I studied him, noting the tension rolling across his shoulders, the way his muscles coiled like he was preparing for a fight.
“Well, I woke up, had breakfast?—”
“What did you eat?”
“Pancakes. Extra syrup.”
His eyes rolled skyward, and for a moment, a ghost of a smile played at his lips. “Of course you did.”
The familiar banter tried to make me smile, but my pain kept it at bay.
“Then I had my morning tea and those supplements you gave me while making calls from the office. The office you created for me,” I added.
“Did you touch anything new? Cologne? A cleaner? New body soap?”
“No.”
His mouth fixed into a line. “Keep going.”
“And then I left to run to a florist. That’s when I started feeling sick.”
His expression darkened. “Did you touch anything at the flower shop?”
I thought back. “No.”
“Did you make any stops before the florist?”
“I … yes. I stopped at my place for business cards. It was literally five seconds. If breathing in mold got you sick after five seconds, then sleeping there for the last year and a half would’ve killed me.”

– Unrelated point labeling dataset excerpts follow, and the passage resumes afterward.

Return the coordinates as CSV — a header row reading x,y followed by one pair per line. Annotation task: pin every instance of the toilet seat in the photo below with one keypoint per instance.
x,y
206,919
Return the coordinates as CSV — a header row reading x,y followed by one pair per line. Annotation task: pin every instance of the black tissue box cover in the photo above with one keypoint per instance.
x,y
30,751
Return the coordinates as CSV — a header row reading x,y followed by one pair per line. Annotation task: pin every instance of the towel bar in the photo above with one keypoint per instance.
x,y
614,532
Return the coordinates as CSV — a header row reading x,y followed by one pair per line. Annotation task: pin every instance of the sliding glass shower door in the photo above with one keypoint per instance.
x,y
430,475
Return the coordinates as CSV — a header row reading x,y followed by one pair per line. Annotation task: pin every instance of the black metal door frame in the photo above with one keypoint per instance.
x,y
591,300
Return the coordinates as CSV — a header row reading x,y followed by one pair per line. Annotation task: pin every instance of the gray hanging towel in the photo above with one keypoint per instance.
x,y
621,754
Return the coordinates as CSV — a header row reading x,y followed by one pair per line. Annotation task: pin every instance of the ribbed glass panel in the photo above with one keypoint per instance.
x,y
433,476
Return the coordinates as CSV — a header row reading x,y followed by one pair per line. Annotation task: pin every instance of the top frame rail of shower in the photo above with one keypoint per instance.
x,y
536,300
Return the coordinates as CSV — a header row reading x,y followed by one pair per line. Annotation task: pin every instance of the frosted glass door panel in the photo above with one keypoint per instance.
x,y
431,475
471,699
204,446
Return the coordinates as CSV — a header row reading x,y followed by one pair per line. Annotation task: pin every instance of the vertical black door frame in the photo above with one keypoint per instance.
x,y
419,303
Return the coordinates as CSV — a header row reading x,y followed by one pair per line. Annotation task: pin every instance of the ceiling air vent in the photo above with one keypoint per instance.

“Did you see him?” Blake’s voice dropped dangerously low.
“Who?”
“Your creeper.”
“My neighbor,” I corrected, though something cold slithered down my spine at his choice of words.
“Was he waiting for you again?”
I swallowed hard. “He was on his porch.”
Something shifted in Blake’s expression. Something that made me glad I wasn’t the focus of that barely contained fury. “Tell me exactly what happened.”
“I was distracted, angry about the florist situation. I grabbed my cards, and when I was closing the door …” I faltered, remembering. “He came up behind me, put his hand on my shoulder.”
“He touched you.” The words came out like ice cracking.
“Asked how I was feeling.”
Blake’s hand clenched into a fist. “When did the symptoms start?”
My breath caught as realization began to dawn. “Maybe … fifteen minutes later.”
He moved closer until his face was inches from mine, eyes fierce with protective intensity.
“These symptoms aren’t random,” he said, voice barely above a whisper. “After all our tests, I think someone’s hurting you deliberately.”